Tom was never without a pipe or one of his homemade cigarettes which had a very strong odor, “like manure,” the neighbors would say. He was now tamping his pipe with a thin a
nd grubby index finger and was staring up at his son, who stood before him. His grin was both ironic and very wide, and not too kind.
Guy “took after” his mother, Mary Jerald, in that he was much taller than his father and lean rather than fleshless. His uniform was neat and fitted him well, unusual for a common soldier, and his boots were polished. His shoulders were broad, his waist narrow, his hips taut and hard. He had a good face, the neighbors had to admit, and quite handsome, thin and dark and mobile, with excellent features, large black eyes, a sullen but expressive mouth and a rounded chin full of strength, with a hint of obstinacy. His mother, it was said, came of a “nice family,” working-class but respectable, and her father had been, a bricklayer with a commendable income. Guy had her round head and her thick black straight hair, very abundant, and neatly combed.

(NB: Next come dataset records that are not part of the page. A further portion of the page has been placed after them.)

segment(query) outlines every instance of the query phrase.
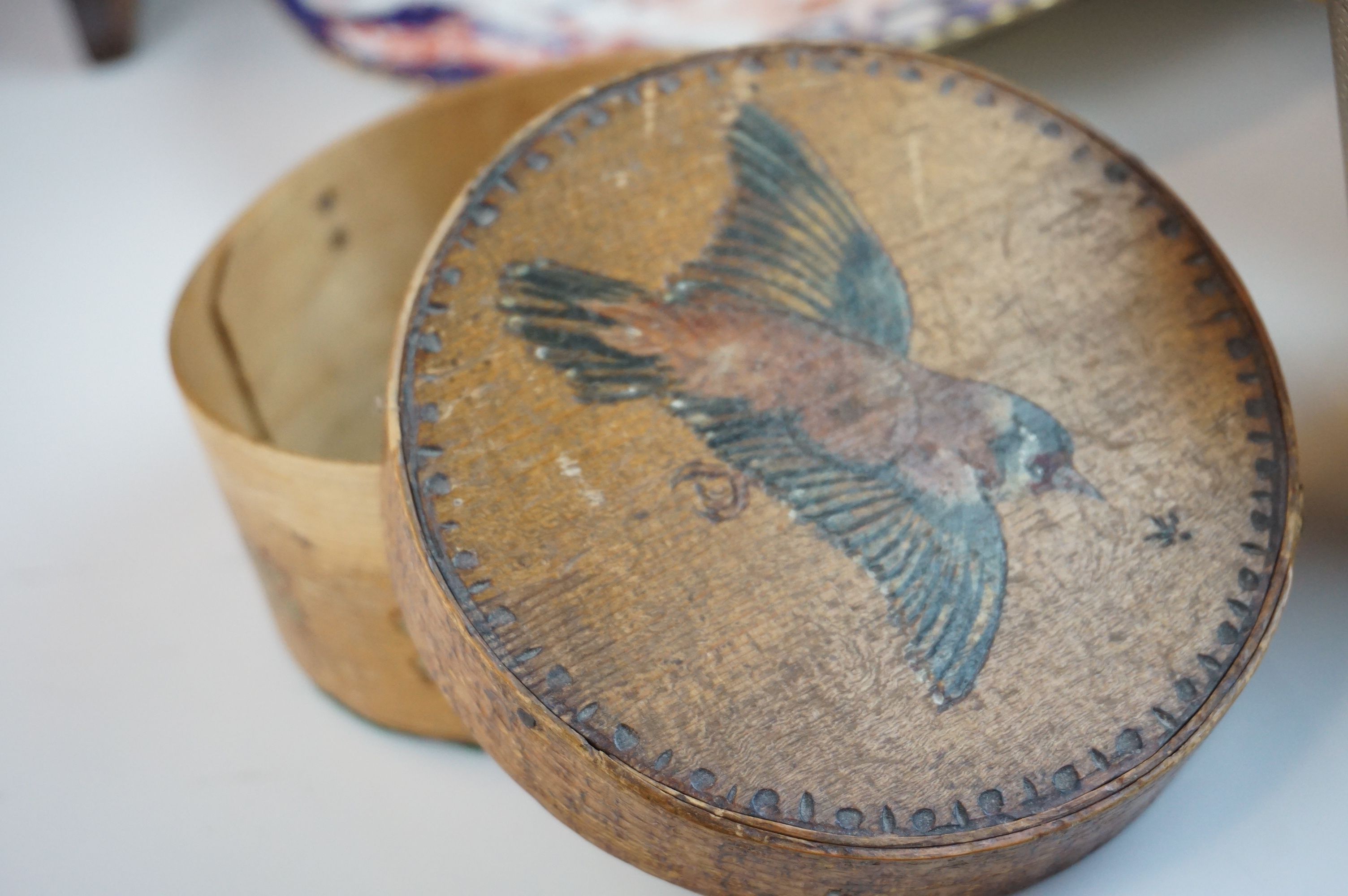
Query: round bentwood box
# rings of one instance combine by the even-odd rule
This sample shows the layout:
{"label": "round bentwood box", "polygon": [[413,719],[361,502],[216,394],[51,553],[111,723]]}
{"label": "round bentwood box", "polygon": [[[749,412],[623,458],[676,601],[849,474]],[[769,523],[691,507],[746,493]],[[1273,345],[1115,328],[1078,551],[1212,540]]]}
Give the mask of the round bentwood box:
{"label": "round bentwood box", "polygon": [[469,740],[407,637],[384,552],[381,399],[407,279],[511,133],[651,58],[437,92],[286,175],[183,288],[174,373],[276,625],[319,687],[375,722]]}
{"label": "round bentwood box", "polygon": [[1157,795],[1298,530],[1184,206],[967,66],[698,55],[518,136],[408,305],[414,640],[590,841],[704,893],[1002,893]]}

He stood, now, before his father, his arms folded somewhat obdurately on his chest, one big hand holding a cigarette. He was smiling slightly, but the smile did not radiate as did Tom’s lively grin.

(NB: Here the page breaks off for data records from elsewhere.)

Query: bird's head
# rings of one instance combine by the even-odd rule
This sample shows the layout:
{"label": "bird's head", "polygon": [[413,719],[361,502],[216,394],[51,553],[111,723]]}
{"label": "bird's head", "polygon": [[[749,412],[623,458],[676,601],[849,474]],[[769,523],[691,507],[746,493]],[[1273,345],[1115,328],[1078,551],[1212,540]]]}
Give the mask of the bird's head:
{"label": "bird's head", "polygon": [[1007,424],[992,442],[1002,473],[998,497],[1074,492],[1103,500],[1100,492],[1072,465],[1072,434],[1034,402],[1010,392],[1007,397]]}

“Yes, sir,” said Tom. “That’s all there is, son, your life, and it’s the only life you’ll ever have and no one can live it for you. You got to live as it’s your nature to live, or, sure as God, you’ll pay and pay bad all the rest of your years on this earth. And you can’t whimper it was only your duty that you ruint your life and it ended up in the privy of ‘responsibility.’ That’s one thing the angels, I heard, never accept as an excuse. You can’t blame other folks, either, for the stink you make of your life. You did it all your lone self. It ain’t anybody’s fault but your own.” His voice was naturally high and a little shrill.